Post  Tony Bennett on Fri Jan 03, 2014 12:03 am

I have highlighted the last line but one in red. I love irony and rarely has it proved as much fun as in this case. Schadenfreude!
 


Antarctic rescue of Akademik Shokalskiy ship completed





The BBC's Andrew Luck-Baker describes his rescue experience

Rescuers in Antarctica have safely transferred all 52 passengers stranded on the ice-bound research vessel Akademik Shokalskiy.

The Australian rescue operators said the scientists and tourists were now all aboard the ship Aurora Australis.

They were flown there in groups by a helicopter from a Chinese ice-breaker.

The Shokalskiy has been trapped since 24 December. Its 22 crew are expected to remain on board to wait until the vessel becomes free.

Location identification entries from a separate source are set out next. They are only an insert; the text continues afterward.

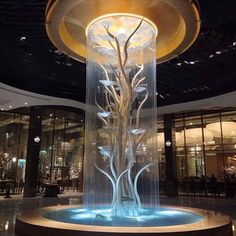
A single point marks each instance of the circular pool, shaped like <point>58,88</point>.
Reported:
<point>102,217</point>
<point>74,221</point>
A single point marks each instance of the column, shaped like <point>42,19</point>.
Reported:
<point>171,172</point>
<point>33,148</point>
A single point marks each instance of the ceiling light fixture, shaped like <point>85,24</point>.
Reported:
<point>22,38</point>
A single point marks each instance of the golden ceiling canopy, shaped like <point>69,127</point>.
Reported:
<point>177,21</point>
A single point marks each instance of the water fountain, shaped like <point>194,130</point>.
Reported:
<point>121,192</point>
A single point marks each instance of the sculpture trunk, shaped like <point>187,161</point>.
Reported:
<point>121,116</point>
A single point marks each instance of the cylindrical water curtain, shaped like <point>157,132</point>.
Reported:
<point>121,163</point>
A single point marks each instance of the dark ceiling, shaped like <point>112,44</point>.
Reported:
<point>29,61</point>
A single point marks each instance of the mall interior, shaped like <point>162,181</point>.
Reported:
<point>43,115</point>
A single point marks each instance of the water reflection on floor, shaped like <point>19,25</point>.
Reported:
<point>10,208</point>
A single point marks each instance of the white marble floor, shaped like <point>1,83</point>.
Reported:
<point>9,208</point>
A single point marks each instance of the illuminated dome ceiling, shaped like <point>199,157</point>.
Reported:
<point>29,61</point>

The Shokalskiy was trapped by thick sheets of ice driven by strong winds, about 1,500 nautical miles south of Hobart - the capital of the Australian state of Tasmania.

The vessel was being used by the Australasian Antarctic Expedition to follow the route explorer Douglas Mawson travelled a century ago.

'White-knuckle ride'

"We've made it to the Aurora australis safe & sound. A huge thanks to the Chinese & @AusAntarctic for all their hard work!," expedition leader Chris Turney tweeted.

The helicopter belongs to the Chinese icebreaker, Xue Long, and each flight took about 45 minutes, round-trip.


The first group of passengers is airlifted out



The ship's passengers sang songs on New Year's Day as they awaited rescue



Members of the crew and passengers stamped out a landing site for the helicopter


The Akademik Shokalskiy has been trapped since Christmas Eve



The BBC's Andrew Luck-Baker, who was on board the Akademik Shokalskiy, says the 15-minute one-way flight was a "white-knuckle ride".

The passengers were taken to an ice floe next to the Aurora Australis and then ferried on to the ice-breaker by a small boat.

Our correspondent says the Russian crew staying behind could be on the Akademik Shokalskiy for weeks before the pack ice clears.

The Australian Maritime Safety Authority's (Amsa) Rescue Co-ordination Centre, which was overseeing the operation, had earlier said it was unlikely the rescue would go ahead on Thursday as hoped because of the sea-ice conditions.

But it later reported: "Aurora Australis has advised Amsa that the 52 passengers from the Akademik Shokalskiy are now on board."

The passengers are not expected back in Tasmania until mid-January.

Several attempts to break through to the ship by sea - by the Xue Long, Aurora Australis and French-flagged L'Astrolabe - failed because of the thickness of the ice.

Andrew Luck-Baker says the Aurora Australis, although big, was simply not up to the task and there is speculation two larger vessels may be coming to the area in the weeks to come.

Despite being trapped, the scientists continued their experiments, measuring temperature and salinity through cracks in the surrounding ice.

One of the aims was to track how quickly the Antarctic's sea ice was disappearing.

The ship had plenty of stocks and was never in danger.